Милана нашла в хаосе комода серебряное кольцо с маленьким камушком и надела. Она стояла с несколько секунд и потирала кольцо – думала, вспоминала. Но многообразие весёлых и светлых воспоминаний раздирало сердце, словно голодный хищник добычу. Милана вздохнула и сняла кольцо – прошла к столу и положила его на пыльный ноутбук.
Встав слева у стола, Милана взяла первый попавшийся продолговатый предмет, которым оказался красный маркер и зачеркнула все пункты «To do list», кроме последнего. Закусив губу, она медлила; в глазах трепыхались: сомнения, огоньки страха. Она взглянула на верхний правый угол пробковой доски, где была фотография с широкими улыбками – и осколки души всколыхнулись, звеня невыносимой болью. Милана зачеркнула последний пункт, надела очки-сердечки, пшикнула на себя духами, которые когда-то подарила Анна, вынула из дневника на кровати конверт и положила его на ноутбук, рядом с кольцом. И взяв смартфон и наушники, она вышла из комнаты.

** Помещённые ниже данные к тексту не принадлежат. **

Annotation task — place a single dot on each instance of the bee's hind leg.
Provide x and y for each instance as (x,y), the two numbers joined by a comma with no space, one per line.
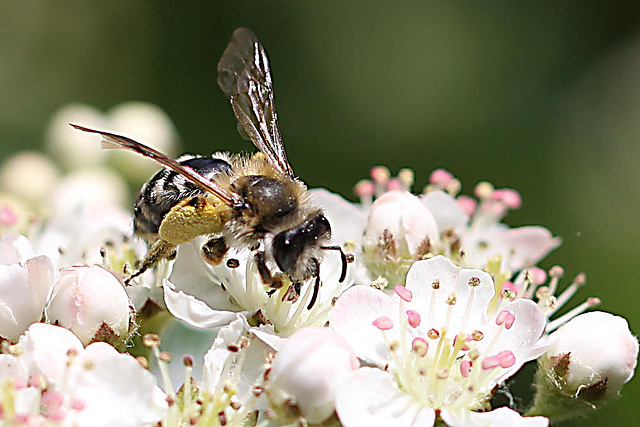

Проверив плиту на кухне, утюг в гостиной, Милана вернулась в коридор и надела белые босоножки с лёгкой подошвой как у кроссовок; вставила наушники в уши, нашла свой плейлист «Lana Del Rey избранное» и нажала случайный порядок.
В наушниках заиграла песня «Summertime Sadness».
До того, как закончился тихий проигрыш и прозвучали слова: «Kiss me hard before you go. Summertime sadness…» – Милана вышла в прохладный подъезд, в котором пахло хлоркой.
Заперев дверь на два оборота, Милана спустилась с третьего этажа на первый и сунула ключи в щель их почтового ящика – помедлила, но разжала пальцы, и они с шумом упали на донышко.
Вдох, выдох; Милана нажала кнопку домофона и вышла наружу – в розово-солнечное утро.
2
Милана вышла из первого подъезда пятиэтажного дома: бледно-сиреневый, довольно старый, но в хорошем состоянии.
– О, – раздался справа голос пожилой женщины, – Милана. Ты бы слышала, что твоя сестра мне сегодня сказала! Как у неё только язык повернулся…
Милана не взглянула на неё – крыльцо, ступенька, поворот направо. А в окне возмутилась соседка:
– Ах, ты ж посмотри! Какова старшая сестра, такова и младшая! – И она фыркнула возмущением от такой вопиющей нахальности и неуважения этой семейки из двух человек.